Family Solicitor Sevenoaks - Kate Lovegrove

Social media is an integral part of our daily lives, and sites such as Facebook and Twitter encourage you to share your thoughts and activities with others. However, if you’re going through a separation or divorce, it’s wise to be aware of some of the pitfalls when using social media. It’s becoming increasingly common for evidence to be used from social media to support an allegation about a spouse or parent’s behaviour during financial and/or children proceedings.

It’s important that you seek legal advice from a specialist family solicitor if you are not sure how your social media activity is likely to be viewed. I recommend that you keep your online presence neutral as much as possible. Perhaps even discuss with your ex how you will communicate online during the initial period of separation, especially when there are children involved.

Here are some tips on social media etiquette following a separation:

1. Before you post a status or a tweet, consider how your ex is likely to view it. Avoid posting in haste. If you’re not sure, ask a trusted friend or relative first. Any status or tweet could be used against you, and even if you decide to later delete it, it is possible that someone has already taken a screenshot of it.

2. If you are finding the break-up difficult, consider hiding your ex’s updates or ‘unfriend’ him/her to avoid any chance of their online posts upsetting you. It may be that a short-term digital detox is needed to help you move on especially if you are close to reaching a financial settlement. You want to avoid derailing the process as it could cost you both more in legal fees.

3. Staying connected with your ex can be helpful if you believe they are not being truthful about their financial circumstances or you consider they are not putting the welfare of the children first. Photographs and ‘check-ins’ posted on social media can give you an insight into your ex’s lifestyle post separation, for example, evidence of splurges could potentially undermine an argument about their financial resources or earning capacity.

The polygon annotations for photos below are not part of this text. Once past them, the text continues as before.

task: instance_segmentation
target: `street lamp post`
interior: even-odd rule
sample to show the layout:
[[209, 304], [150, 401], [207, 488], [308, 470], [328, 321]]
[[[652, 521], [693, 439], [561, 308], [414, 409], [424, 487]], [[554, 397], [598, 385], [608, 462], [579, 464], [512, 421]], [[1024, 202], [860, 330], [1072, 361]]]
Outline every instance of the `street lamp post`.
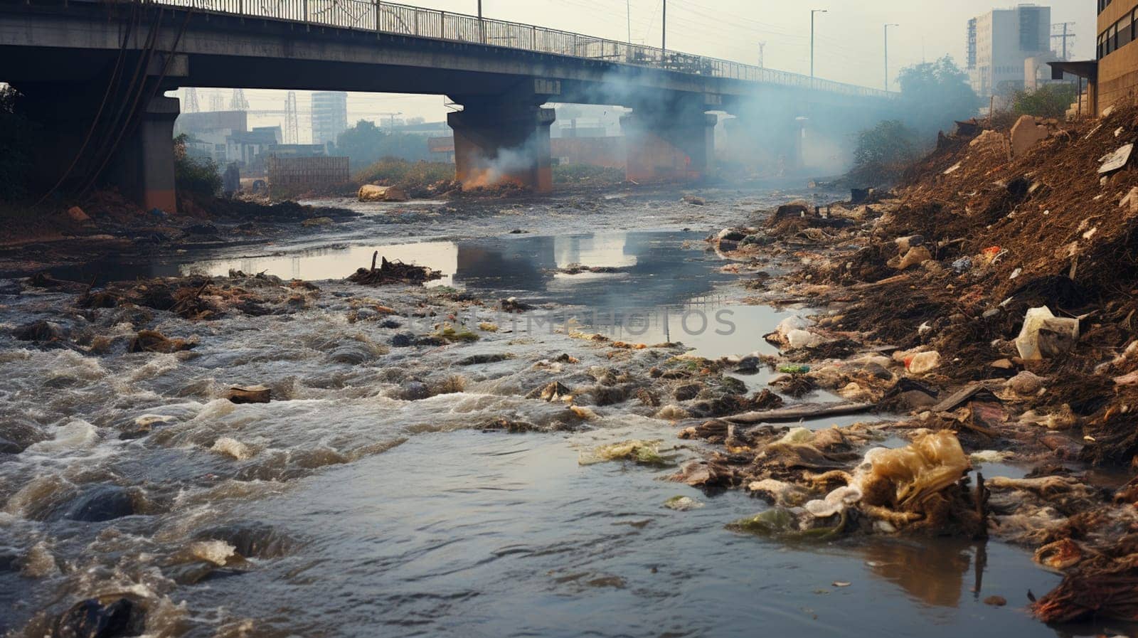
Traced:
[[826, 9], [810, 9], [810, 77], [814, 77], [814, 14], [826, 14]]
[[889, 92], [889, 27], [901, 26], [899, 24], [885, 25], [885, 92]]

4. If you form a new relationship, consider if and how you announce this online. Photographs of you and your new partner in a property could be used as evidence of cohabitation, and has the potential to derail the financial negotiations. Even if you’re not friends with your ex online, consider any mutual friends you have as they may share the information with your ex. Perhaps limit your content to a small number of people, and double check your online privacy settings.

5. If there is a dispute about the care of the children, consider how you portray your lifestyle and your relationship with them. A parent could use evidence from social media to prove the other parent’s care of the children. Sometimes, it can upset the other parent if you are posting pictures of the children and ‘checking-in’ to places which the other parent may not be able to afford. Being sensitive to the other is key to a less stressful separation.

6. Avoid posting details about your divorce, financial or children proceedings online. This information is confidential. If you divulge information about your case online, then it could compromise your case.